James Frey's A Million Little Pieces (Anchor; $14.95) is a harrowing tale of Frey's journey from a hopeless addict to a sober person. There is a lot in the book that gives the reader something real to reflect on and really think about. The story is compelling; chilling; scary; worrisome; arresting and then some. While there is a lot swirling around about the accuracy of some of the details -- the story is still a true one. It is -- first and foremost -- James Frey's reality. And the controversy around it is a good example of how things look through different colored lenses and how one person's reality may be another person's fairy tale. You just never know when you tell your story if your memory is a little or a lot distorted.

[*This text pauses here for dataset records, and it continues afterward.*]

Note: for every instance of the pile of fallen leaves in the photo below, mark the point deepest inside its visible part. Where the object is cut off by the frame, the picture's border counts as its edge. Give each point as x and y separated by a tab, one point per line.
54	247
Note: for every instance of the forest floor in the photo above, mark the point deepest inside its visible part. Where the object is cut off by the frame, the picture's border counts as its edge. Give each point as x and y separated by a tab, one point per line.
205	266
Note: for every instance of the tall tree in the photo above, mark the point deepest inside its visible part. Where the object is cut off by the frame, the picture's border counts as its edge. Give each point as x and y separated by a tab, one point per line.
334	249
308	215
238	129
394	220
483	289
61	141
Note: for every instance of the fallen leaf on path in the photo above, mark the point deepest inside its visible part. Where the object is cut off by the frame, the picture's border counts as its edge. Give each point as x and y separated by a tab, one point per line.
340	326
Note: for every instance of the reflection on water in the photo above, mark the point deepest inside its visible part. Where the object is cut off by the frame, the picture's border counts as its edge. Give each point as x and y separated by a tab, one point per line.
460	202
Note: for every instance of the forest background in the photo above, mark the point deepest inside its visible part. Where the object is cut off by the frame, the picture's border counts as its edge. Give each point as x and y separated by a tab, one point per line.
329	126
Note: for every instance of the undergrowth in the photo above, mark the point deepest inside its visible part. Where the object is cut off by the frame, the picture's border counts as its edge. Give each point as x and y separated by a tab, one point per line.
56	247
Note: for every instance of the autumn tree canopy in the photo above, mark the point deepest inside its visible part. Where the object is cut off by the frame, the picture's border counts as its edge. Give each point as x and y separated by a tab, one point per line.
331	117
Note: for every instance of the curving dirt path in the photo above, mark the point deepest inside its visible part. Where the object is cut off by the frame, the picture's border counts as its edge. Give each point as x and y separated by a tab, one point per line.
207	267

Keep in mind that eye-witnesses are the least reliable part of a court case.
That said, there are other books out today that tell equally dysfunctional stories without quite the same level of distortion or controversy. J R Moehringer's The Tender Bar is the story of J. R.'s life growing up in Manhasset, Long Island and being essentially raised by the regulars at Publicans, the legendary and local, watering hole. J. R. never knew his DJ father but spends a lifetime waiting to hear his fleeting broadcasts; his mother is loving and caring but hopeless and dreamy and his uncles and grandparents are a family ... but just. That J. R. makes it through grade school, let alone high school and then Yale and Harvard is nothing short of a miracle. J. R. is a lyrical writer; a fantastic storyteller and his life -- though sad, pathetic and dysfunctional -- is an inspiration. How much of this is fabricated? Is seen through the gauze of collective and recalled memory? Hard to say -- but it rings more than true-enough and should satisfy the soul.
A very favorite dysfunctional family memoir of mine at the moment is Jeannette Wall's The Glass Castle. I'd like to think that some of what she writes is mis-remembered or inaccurately recalled or ... tainted by the viewpoint of a child ... but sadly I think her memoir is super-strengh, 100%, over-the-top bonafide. And that is what makes her memoir so searing and endearing and heartbreaking to read. The Walls are an intelligent but quirky family; or that's how the story starts. But the bigger they grow, the older they get the more terrifying and surreal their world becomes. After moving all around the United States the Walls' land in the very depths of the hauntingly beautiful but terribly poor and abused hollers of West Virginia and this is where Jeannette's world starts to unravel and collapse. Through sheer determination, the Walls' kids survival instincts kick into high gear and pull them out of their almost acid trip like existence and deliver them into a much more normal and mainstream life. The very best part of The Glass Castle is the sheer honesty and love and respect shown by Jeannette for her parents and her siblings.